Rank regions by average rather than maximum value
sharp uses max on the sum image. This is very sensitive to noise, to the exact alignment of the masks, and takes no account of how “much” of something there is. A single pixel of skin colour is as significant as a whole face.
We could gaussblur before max, but the simplest thing is probably just to use avg rather than max.
No need to separate A and B channels when detecting skin tones
sharp does
a = lab[1]
b = lab[2]
skin = (a >= 3) & (a <= 22) & (b >= 4) & (b <= 31)
It would probably be slightly quicker to get ab as a two-band image, then do the tests against a two-element array, then AND the two bands together, something like:
ab = lab[1:2]
skin = (ab >= [3, 4] & ab <= [22, 31]).bandand()
Investigate using L channel in skin tone detection
When sharp tests for skin colour, it just tests AB, it doesn’t test lightness. I found a few images where very deep shadows were mistakenly tagged as skin, throwing off the crop.
(The L channel values were discarded when the current thresholds were “trained”. Let’s add them back into the mix and see what it comes up with.)
Issue Analytics
- State:
- Created 7 years ago
- Comments:5 (3 by maintainers)
I had another thought – the cropper works at the moment by discarding boring areas, which is quick, but it means it won’t centre on interesting areas.

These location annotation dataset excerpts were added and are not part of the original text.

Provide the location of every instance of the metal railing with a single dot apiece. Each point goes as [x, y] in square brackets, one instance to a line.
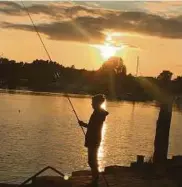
[38, 173]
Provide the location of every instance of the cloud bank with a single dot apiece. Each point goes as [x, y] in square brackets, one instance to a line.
[83, 23]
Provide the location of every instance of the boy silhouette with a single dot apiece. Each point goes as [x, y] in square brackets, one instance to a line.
[93, 135]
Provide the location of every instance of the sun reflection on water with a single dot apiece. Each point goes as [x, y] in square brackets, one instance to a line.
[101, 151]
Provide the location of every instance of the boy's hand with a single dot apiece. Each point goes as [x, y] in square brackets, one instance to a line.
[81, 123]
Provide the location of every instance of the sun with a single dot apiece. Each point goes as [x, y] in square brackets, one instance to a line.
[109, 48]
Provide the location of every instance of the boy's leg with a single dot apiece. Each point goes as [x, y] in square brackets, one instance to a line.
[92, 161]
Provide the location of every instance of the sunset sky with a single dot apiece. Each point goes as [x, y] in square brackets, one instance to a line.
[85, 34]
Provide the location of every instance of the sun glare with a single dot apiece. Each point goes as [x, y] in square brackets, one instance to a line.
[109, 48]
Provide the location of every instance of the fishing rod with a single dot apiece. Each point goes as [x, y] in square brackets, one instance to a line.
[35, 27]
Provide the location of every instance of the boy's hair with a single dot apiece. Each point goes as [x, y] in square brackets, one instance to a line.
[99, 98]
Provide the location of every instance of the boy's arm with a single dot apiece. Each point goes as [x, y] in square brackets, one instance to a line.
[81, 123]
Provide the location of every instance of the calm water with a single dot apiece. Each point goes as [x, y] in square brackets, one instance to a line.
[45, 132]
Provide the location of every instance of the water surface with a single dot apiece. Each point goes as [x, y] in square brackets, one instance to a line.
[45, 132]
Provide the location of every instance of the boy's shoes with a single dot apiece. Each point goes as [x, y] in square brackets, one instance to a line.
[95, 182]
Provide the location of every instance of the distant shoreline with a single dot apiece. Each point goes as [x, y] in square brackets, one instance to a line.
[78, 95]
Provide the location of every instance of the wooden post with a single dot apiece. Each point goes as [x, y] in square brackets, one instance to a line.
[162, 133]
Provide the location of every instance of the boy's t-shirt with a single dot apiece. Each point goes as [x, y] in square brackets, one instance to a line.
[94, 130]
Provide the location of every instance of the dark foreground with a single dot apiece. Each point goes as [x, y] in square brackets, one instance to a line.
[138, 175]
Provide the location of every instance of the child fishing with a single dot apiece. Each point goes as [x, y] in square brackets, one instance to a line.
[93, 135]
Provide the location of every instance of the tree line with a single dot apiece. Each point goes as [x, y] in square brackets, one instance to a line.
[110, 79]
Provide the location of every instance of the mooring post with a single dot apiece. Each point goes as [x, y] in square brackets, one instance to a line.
[162, 132]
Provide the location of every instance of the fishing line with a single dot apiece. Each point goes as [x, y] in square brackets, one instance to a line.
[35, 27]
[26, 9]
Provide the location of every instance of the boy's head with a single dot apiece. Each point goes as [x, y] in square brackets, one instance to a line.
[97, 101]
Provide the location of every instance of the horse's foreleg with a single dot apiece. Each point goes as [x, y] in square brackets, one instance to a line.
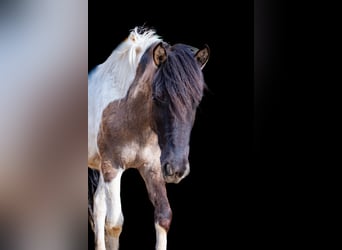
[100, 214]
[162, 212]
[114, 219]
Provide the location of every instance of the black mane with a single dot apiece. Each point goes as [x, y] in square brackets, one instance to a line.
[180, 76]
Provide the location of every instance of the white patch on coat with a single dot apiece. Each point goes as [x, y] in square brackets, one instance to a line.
[161, 237]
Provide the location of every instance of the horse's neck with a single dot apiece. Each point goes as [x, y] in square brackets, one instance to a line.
[139, 101]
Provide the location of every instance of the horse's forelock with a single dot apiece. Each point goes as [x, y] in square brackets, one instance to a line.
[181, 77]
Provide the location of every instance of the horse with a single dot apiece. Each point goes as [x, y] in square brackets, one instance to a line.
[142, 107]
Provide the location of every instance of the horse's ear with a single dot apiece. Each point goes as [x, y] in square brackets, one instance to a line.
[159, 54]
[202, 56]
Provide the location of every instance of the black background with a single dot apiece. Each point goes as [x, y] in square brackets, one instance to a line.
[225, 201]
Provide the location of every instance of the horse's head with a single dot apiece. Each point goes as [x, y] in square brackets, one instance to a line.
[177, 90]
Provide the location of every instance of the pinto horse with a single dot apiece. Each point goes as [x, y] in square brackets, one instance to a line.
[142, 107]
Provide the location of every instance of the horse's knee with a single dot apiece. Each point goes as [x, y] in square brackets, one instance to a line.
[114, 226]
[164, 218]
[114, 231]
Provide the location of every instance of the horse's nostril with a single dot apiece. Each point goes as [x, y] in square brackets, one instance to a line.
[179, 174]
[168, 169]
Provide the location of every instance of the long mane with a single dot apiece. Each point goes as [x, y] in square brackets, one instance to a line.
[110, 80]
[182, 79]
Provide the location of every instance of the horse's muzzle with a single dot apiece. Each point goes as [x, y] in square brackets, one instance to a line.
[174, 174]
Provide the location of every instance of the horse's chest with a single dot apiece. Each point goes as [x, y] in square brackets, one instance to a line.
[135, 155]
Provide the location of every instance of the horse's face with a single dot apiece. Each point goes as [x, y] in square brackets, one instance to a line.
[177, 92]
[173, 138]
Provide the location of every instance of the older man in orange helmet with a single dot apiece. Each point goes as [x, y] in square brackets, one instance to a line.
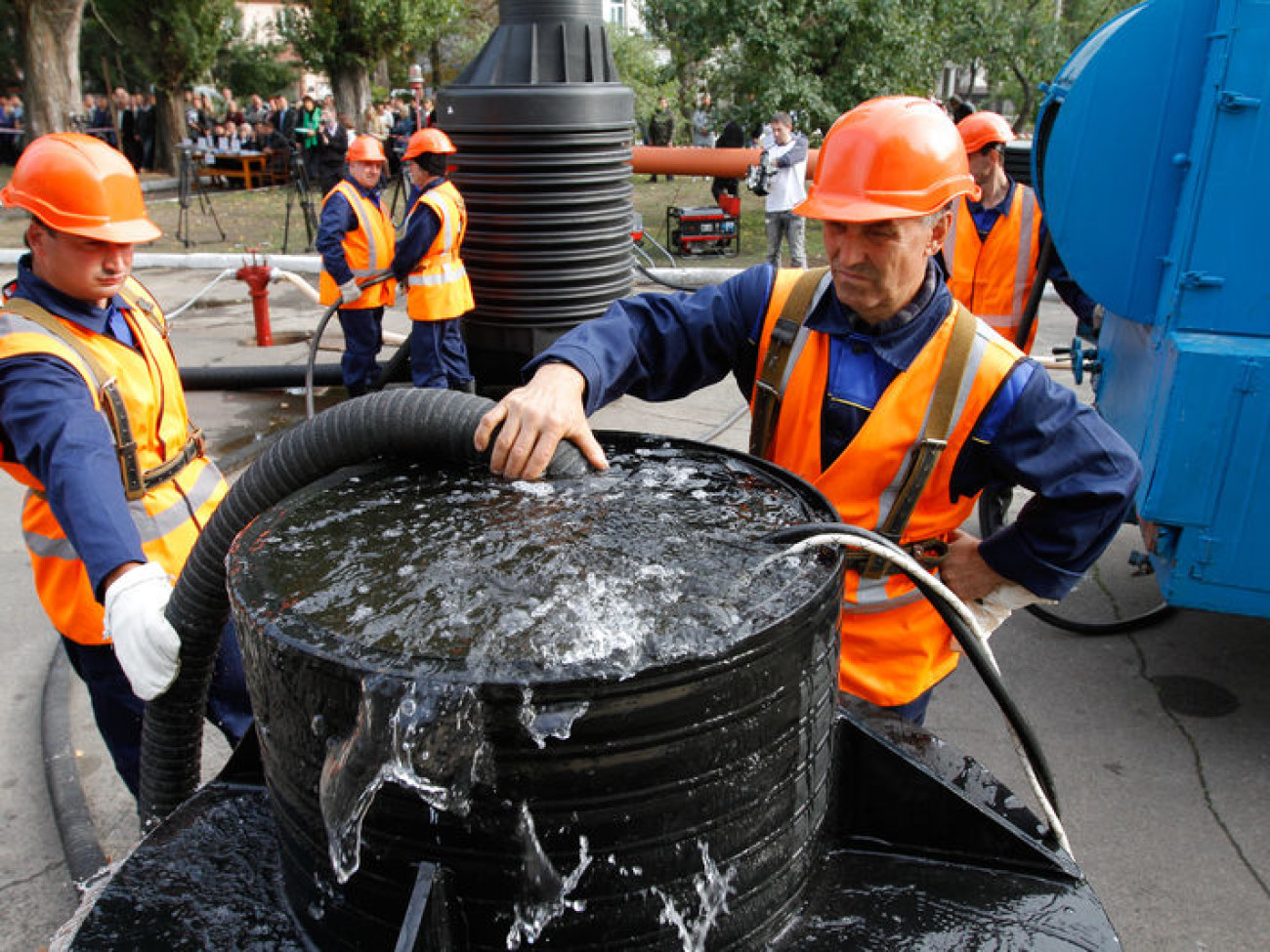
[995, 242]
[839, 366]
[428, 261]
[93, 422]
[356, 239]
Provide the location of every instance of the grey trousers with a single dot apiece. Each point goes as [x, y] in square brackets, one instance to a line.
[782, 225]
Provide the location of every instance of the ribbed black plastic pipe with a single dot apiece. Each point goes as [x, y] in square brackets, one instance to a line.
[544, 127]
[431, 426]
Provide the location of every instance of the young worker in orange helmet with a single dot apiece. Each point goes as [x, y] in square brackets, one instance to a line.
[428, 261]
[868, 344]
[994, 245]
[93, 420]
[356, 239]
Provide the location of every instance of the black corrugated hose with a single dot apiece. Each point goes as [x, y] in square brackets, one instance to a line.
[970, 646]
[428, 426]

Instead, how about calculating a score image, as now, but doing it for the whole frame. Then shrink, blur, search for the peak, and centre the crop box on that. There’s some sample code here:
https://github.com/jcupitt/libvips/blob/master/libvips/conversion/smartcrop.c#L162
And a little discussion here:
https://github.com/jcupitt/libvips/issues/619
It’s a bit slower, but not catastrophically.
[update jcupitt/libvips#619 has been improved a bit more, and now has a nip2 workspace for experimenting with the settings, plus some useful test images]
Commit 36078f9 on the ridge branch makes an internal switch to the smartcrop feature of libvips. The existing public API remains the same. This will be in v0.18.0.